The device layout is also critical for optimal SMT assembly. Two types of land pattern pads can be used for this package: solder mask defined pads (SMD) and non-solder mask defined pads (NSMD). SMD pads have a solder mask opening that is smaller than the metal pads, whereas NSMD has a solder mask opening that is larger than the metal pad.Figure 33 illustrates these types of landing-pattern pads. SMD is preferred because it provides a more accurate soldering-pad dimension with the trace connections. For further discussion of SMT and PCB recommendations, see the Soldering and Handling Recommendations section.
Stabilize the power supply with a capacitor placed close to the OPT3007 VDD and GND pins. Note that optically reflective surfaces of components also affect the performance of the design. The three-dimensional geometry of all components and structures around the sensor must be taken into consideration to prevent unexpected results from secondary optical reflections. Placing capacitors and components at a distance of at least twice the height of the component is usually sufficient, although further placement can still achieve good results. The most optimal optical layout is to place all close components on the opposite side of the PCB from the OPT3007. However, this approach may not be practical for the constraints of every design.
An example PCB layout with the OPT3007 is shown in Figure 35.
The OPT3007 is a very small device with special soldering and handling considerations. See Optomechanical Design for implications of alignment between the device and the cutout area. See Layout Guidelines for considerations of the soldering pads.
As with most optical devices, handle the OPT3007 with special care to make sure optical surfaces stay clean and free from damage. See the Do's and Don'ts section for more detailed recommendations. For best optical performance, clean solder flux and any other possible debris after soldering processes.
For solder-paste deposition, use a stencil-printing process that involves the transfer of solder paste through predefined apertures with the application of pressure.

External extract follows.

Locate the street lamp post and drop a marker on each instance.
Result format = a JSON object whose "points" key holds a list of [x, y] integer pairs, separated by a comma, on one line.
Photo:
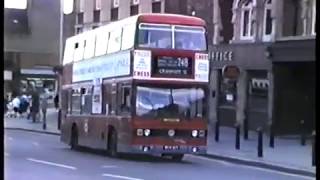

Stencil parameters, such as aperture area ratio and fabrication process, have a significant impact on paste deposition. Cut the stencil apertures using a laser with an electropolish-fabrication method. Taper the stencil aperture walls by 5° to facilitate paste release. Shifting the solder-paste towards the outside of the device minimizes the possibility of solder getting into the device sensing area. See the mechanical packages attached to the end of this data sheet.
Use solder paste selection type 4 or higher, no-clean, lead-free solder paste. If solder splatters in the reflow process, choose a solder paste with normal- or low-flux contents, or alter the reflow profile per the Reflow Profile section.
Use a pick-and-place nozzle with a size number larger than 0.6 mm. If the placement method is done by programming the component thickness, add 0.04 mm to the actual component thickness so that the package sits halfway into the solder paste. If placement is by force, then choose minimum force no larger than 3N in order to avoid forcing out solder paste, or free falling the package, and to avoid soldering problems such as bridging and solder balling.
Use the profile in Figure 34, and adjust if necessary. Use a slow solder reflow ramp rate of 1°C to 1.2°C/s to minimize chances of solder splattering onto the sensing area.
Special flexible printed-circuit board (FPCB) design recommendations include:
To assist the handling of the very thin flexible circuit, design and fabricate a fixture to hold the flexible circuit through the paste-printing, pick-and-place, and reflow processes. Contact the factory for examples of such fixtures.
If the OPT3007 must be removed from a PCB, discard the device and do not reattach. To remove the package from the PCB/Flexi cable, heat the solder joints above liquidus temperature. Bake the board at 125°C for 4 hours prior to rework to remove moisture that may crack the PCB or causing delamination. Use a thermal heating profile to remove a package that is close to the profile that mounts the package. Clean the site to remove any excess solder and residue to prepare for installing a new package. Use a mini stencil (localized stencil) to apply solder paste to the land pattern. In case a mini stencil cannot be used because of spacing or other reasons, apply solder paste on the package pads directly, then mount, and reflow.